Ironically I personally find these people to have ruined Sinterklaas more than changing Black Pete into something less of a caricature ever would. I’m sure I will remember this for years whenever it is Sinterklaas again even when Pete is something other than Blackface. Which is the whole point, we do not intent to ban Sinterklaas, we just want the Black Pete character to change into something that isn’t black face and inclusive to everyone, so that everyone can enjoy it.
But this campaign is also much more than just about Black Pete. It’s about the labels and language we use to describe those we (the white Dutch people) deem insufficiently Dutch. It’s about housing and employment discrimination. About laws that are aimed and black people. And if anything I hope it stays that way, racism in the Netherlands is more than just one character. Black people and other non-white Dutch or foreigners stand out in terms of poverty rates, living standards and crime figures. Racial profiling is common, discrimination in housing, education and employment is common too and it ties in with a lot of prejudges and structural racism that we, as a society, still exhibit. Nobody said multiculturalism is not without its consequences and in a time of economic depression, it is those who are marginalized who are the first to suffer and the first to face the brunt of anger even when they carry no blame to what happened. The Party for Freedom is becoming one of the biggest electoral parties in the Netherlands and behind it a defeated and weakened force of Dutch fascists is finding a new rallying point and home to gestate and spread their ideology. For the first time in ages ‘eigen volk eerst’, ‘our own people first’ is become a common political rallying cry of the white working class, the unemployed and increasingly also members of the bourgeoisie against the dangerous foreign influences and left-wing (social democratic) elites that sold them out. With wars in the Middle East and the increasing attractiveness of reactionary Islamism among Muslim youths it is a dangerous combination, even if the practical threat is marginal.

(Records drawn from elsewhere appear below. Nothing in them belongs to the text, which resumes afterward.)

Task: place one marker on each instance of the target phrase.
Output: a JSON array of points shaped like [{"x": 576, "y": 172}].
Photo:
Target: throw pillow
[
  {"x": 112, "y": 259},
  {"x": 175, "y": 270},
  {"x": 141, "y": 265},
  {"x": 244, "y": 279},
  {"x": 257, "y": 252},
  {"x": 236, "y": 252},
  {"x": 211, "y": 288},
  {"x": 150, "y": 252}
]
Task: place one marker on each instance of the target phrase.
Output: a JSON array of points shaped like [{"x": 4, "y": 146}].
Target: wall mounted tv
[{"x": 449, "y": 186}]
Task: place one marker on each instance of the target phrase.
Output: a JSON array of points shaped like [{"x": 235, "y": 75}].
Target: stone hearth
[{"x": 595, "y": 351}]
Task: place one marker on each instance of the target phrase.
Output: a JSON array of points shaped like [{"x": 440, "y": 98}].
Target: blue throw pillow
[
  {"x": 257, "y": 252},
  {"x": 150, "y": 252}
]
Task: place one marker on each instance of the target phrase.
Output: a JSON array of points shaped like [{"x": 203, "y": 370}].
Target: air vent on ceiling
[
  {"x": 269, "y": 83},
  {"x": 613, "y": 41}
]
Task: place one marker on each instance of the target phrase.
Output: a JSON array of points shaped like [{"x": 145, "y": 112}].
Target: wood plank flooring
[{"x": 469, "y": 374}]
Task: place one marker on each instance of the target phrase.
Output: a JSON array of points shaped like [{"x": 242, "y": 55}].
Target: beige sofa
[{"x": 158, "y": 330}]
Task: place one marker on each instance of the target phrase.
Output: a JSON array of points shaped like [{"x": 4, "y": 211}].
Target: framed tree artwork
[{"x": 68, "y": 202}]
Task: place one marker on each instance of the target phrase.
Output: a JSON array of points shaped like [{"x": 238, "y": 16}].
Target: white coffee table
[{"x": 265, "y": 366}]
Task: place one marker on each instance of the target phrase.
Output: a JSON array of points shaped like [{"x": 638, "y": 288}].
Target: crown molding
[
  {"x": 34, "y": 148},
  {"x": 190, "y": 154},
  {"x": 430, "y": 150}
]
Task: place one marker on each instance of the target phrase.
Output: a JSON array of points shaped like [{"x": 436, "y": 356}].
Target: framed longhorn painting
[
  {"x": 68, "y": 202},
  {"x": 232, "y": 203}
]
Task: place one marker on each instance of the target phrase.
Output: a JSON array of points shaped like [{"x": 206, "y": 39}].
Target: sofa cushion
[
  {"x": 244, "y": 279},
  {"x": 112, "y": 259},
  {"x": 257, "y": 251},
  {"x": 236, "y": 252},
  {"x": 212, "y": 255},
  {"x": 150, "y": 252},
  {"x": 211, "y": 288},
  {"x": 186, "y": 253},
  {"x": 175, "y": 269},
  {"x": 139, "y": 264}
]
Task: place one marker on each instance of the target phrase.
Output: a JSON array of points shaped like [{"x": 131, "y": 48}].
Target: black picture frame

Meanwhile we are marginalized, labelled extremists for positions that several decades ago wouldn’t even differentiate us much from the mainstream left. Considered more dangerous than the far-right, short of Islamic fundamentalism. It goes to show what our society really is if our activism against racism, abuse of refugees, labour exploitation is considered a greater threat to ‘democracy’ than a group of people who attack and harass other people based on their ethnicity and religious beliefs. If that’s true than I don’t see why I should agree with this democracy. They are dangerous opinions, but in these times more than ever it is important to say these things and to stand up against injustice no matter under what flag or ideals if flies. Because if we, regardless of ethnicity, refuse to take a stand, then who will? After all “the only thing necessary for the triumph of evil is for good men to do nothing.” And left unchallenged, a society will not change in any other way than what fits the interests of those who are in power. And those in power inherently don’t desire a society where everyone is equal in status and freedom.